A operação “Punhal verde-amarelo” revelada pela Polícia Federal, objetivava a execução do Presidente Lula e do vice-Presidente Alckmin eleitos no pleito de outubro de 2022, além do Ministro do Supremo Tribunal Federal, e Presidente do TSE, Alexandre de Moraes. O monitoramento de Moraes capturado nas mensagens de celulares dos envolvidos é mais do que um eloquente indício do que pretendiam os líderes do golpe.
A malsucedida tentativa de explodir um caminhão tanque no aeroporto de Brasília revelou a ousadia criminosa e a insanável incompetência dos aprendizes de terroristas e, por fim, a invasão e depredação das sedes dos três poderes da República testemunhada pela sociedade brasileira, no 8 de janeiro.
Para confirmar seu perfil e sua trajetória, desde a descoberta dos croquis dos quartéis de Realengo, nos anos 80, o principal líder e promotor havia fugido para os Estados Unidos. Desembarcou no aeroporto de Miami para escapar do flagrante da conspiração com o objetivo de dar um golpe de estado, anular as eleições em que fora derrotado, rasgar a Constituição de 88 e abolir violentamente o estado democrático de direito.

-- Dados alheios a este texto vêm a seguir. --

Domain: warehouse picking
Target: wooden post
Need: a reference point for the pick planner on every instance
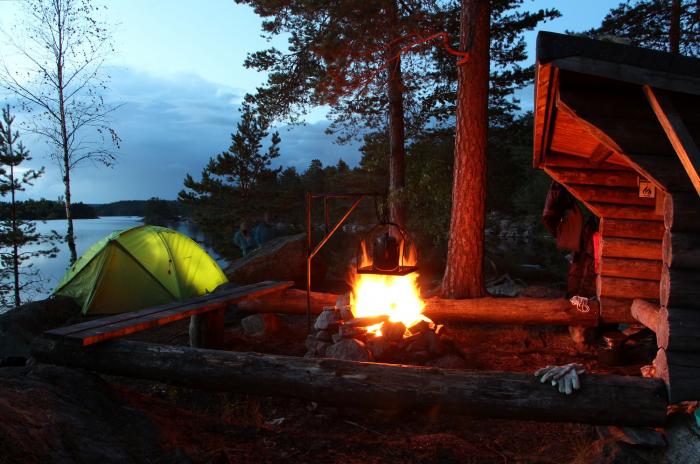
(606, 399)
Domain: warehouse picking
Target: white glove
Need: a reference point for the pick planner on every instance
(565, 377)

Em 1979 a Lei 6683 de 28 de agosto, já no 1o artigo tratou de garantir a impunidade da escória que atuara nos porões ao longo de duas décadas, praticando sequestros, prisões ilegais, torturas, mutilações, assassinatos e ocultação de cadáveres que posteriormente seriam incinerados com segurança para não deixar vestígios, nas dependências de usinas de açúcar como a Usina Cambahyba, em Campos dos Goytacazes, no Rio de Janeiro.
A ditadura, em declínio, soube naquele momento utilizar a imaginação inesgotável e o cinismo de juristas que mantivera ao seu serviço durante os anos de chumbo para dar forma e conteúdo aos Atos Institucionais com que governara o país, para uma última e preciosa contribuição: urdir a figura jurídica dos “Crimes conexos” e, a partir dela, assegurar a esdrúxula paridade entre torturados e torturadores, entre os algozes e as vítimas.
Os juristas cativos tiveram êxito no seu objetivo de assegurar-lhes a impunidade. Deixaram que a biologia se encarregasse deles. Muitos faleceram sem pagar pelos crimes contra a humanidade que cometeram. Outros seguem vivos, em idade provecta e ainda fora do alcance da justiça.
Utilizando-se da cobertura da Lei que permitiu o regresso dos perseguidos que se encontravam no exílio e nas prisões do regime – ressalve-se que nem todos os presos políticos foram libertados pelo ato de Figueiredo – a ditadura eximiu de culpa os torcionários que sequer foram levados a julgamento.
Servindo-se daquela experiência de 1979, a extrema-direita se empenha hoje em aplicar uma lei de anistia improvisada à horda de mentecaptos que assaltou as sedes dos três poderes em 8 de janeiro de 2023, utilizando-os como escudo para proteger os criminosos que se serviram dos espaços do poder de estado, dos ministérios, dos órgãos de inteligência, da própria Presidência da República para tramar o golpe.
O PL que obteve o número de assinaturas dos parlamentares para tramitar em regime de urgência na Câmara dos Deputados, constitui-se num atalho para assegurar a impunidade dos integrantes de uma organização criminosa que se articulou dentro do próprio aparato do governo para perpetrar um golpe de estado felizmente derrotado.
A sociedade brasileira deve manifestar-se por meio de suas instituições, partidos, sindicatos, fundações, movimentos sociais, redes, populares, culturais, estudantis, comunitários contra o PL que busca perpetuar a impunidade dos crimes cometidos contra a democracia e a soberania nacional.
Impunidade nunca mais!
Brasília, 21 de abril de 2025.
Pedro Tierra – Poeta, militante da resistência à ditadura de ontem e ao fascismo contemporâneo.